May sentences by different authors sometimes echo each other with no sinister cause? Sure. No harm, no foul. But, at base, plaigiarism is stealing something of value and passing it off as own’s own and that something belongs to another writer. That’s serious business and should be taken seriously.
And then there’s this, when Gladwell starts in on the actual comparison of the passages in this case:
My question is whether it is possible to write a teen-lit novel without these sentences:
From page 7 of McCafferty’s first novel: “Bridget is my age and lives across the street. For the first twelve years of my life, these qualifications were all I needed in a best friend. But that was before Bridget’s braces came off and her boyfriend Burke got on, before Hope and I met in our seventh-grade honors classes.
From page 14 of Viswanathan’s novel: “Priscilla was my age and lived two blocks away. For the first fifteen years of my life, those were the only qualifications I needed in a best friend. We had first bonded over our mutual fascination with the abacus in a playgroup for gifted kids. But that was before freshman year, when Priscilla’s glasses came off, and the first in a long string of boyfriends got on.”
Calling this plagiarism is the equivalent of crying "copy" in a crowded Kinkos.

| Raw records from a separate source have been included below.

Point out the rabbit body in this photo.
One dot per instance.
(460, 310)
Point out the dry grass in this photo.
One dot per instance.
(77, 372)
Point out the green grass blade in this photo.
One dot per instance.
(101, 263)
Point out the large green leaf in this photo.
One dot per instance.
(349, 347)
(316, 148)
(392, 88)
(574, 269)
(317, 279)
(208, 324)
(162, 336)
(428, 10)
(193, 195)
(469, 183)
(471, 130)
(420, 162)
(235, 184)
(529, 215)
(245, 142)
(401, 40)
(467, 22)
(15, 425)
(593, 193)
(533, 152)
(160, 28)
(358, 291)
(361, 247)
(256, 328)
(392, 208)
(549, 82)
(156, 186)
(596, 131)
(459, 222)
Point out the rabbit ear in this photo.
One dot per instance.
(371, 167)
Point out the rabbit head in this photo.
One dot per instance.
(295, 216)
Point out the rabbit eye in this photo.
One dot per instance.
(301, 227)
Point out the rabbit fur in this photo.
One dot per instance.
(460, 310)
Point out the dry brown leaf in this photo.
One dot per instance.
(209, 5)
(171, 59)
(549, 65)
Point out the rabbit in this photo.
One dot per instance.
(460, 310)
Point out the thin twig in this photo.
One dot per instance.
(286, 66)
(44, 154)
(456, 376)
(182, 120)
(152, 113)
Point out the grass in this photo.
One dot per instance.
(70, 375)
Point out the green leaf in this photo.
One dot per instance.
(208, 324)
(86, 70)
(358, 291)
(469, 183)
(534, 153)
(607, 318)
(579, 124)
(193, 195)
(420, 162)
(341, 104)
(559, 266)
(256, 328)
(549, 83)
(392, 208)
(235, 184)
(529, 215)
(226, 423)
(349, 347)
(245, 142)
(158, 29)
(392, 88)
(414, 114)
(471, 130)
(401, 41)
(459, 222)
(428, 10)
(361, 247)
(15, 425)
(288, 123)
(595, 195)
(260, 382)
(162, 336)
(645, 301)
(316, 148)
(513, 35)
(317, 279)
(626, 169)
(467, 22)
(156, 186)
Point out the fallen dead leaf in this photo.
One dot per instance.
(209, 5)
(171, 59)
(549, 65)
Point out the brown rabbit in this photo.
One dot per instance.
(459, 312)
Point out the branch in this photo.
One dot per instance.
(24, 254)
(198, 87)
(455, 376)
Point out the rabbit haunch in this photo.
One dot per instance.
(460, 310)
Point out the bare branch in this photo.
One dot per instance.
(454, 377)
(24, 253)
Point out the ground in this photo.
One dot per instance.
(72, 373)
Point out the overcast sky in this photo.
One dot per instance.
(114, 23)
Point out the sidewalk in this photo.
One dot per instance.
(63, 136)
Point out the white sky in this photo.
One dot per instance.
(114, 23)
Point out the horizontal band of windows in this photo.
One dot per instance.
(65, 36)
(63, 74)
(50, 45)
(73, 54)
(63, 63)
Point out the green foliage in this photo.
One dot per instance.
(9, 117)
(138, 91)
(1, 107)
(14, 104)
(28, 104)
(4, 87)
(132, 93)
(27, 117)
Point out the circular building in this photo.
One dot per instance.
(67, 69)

To answer the question posed: Um, that would be an unqualified YES! I don’t think this is great writing, and I read a LOT of teen fiction with great writing. And guess what? With unique voices and superior craft as well. So, yes, you can write "a teen-lit novel" without these sentences. Cute.
I don’t really care enough about the whole did she or didn’t she in this particular case to learn enough to come up with my own answer to did she or didn’t she. What I do care about is the uninformed denigration of the entire field of teen literature. KNOCK IT OFF.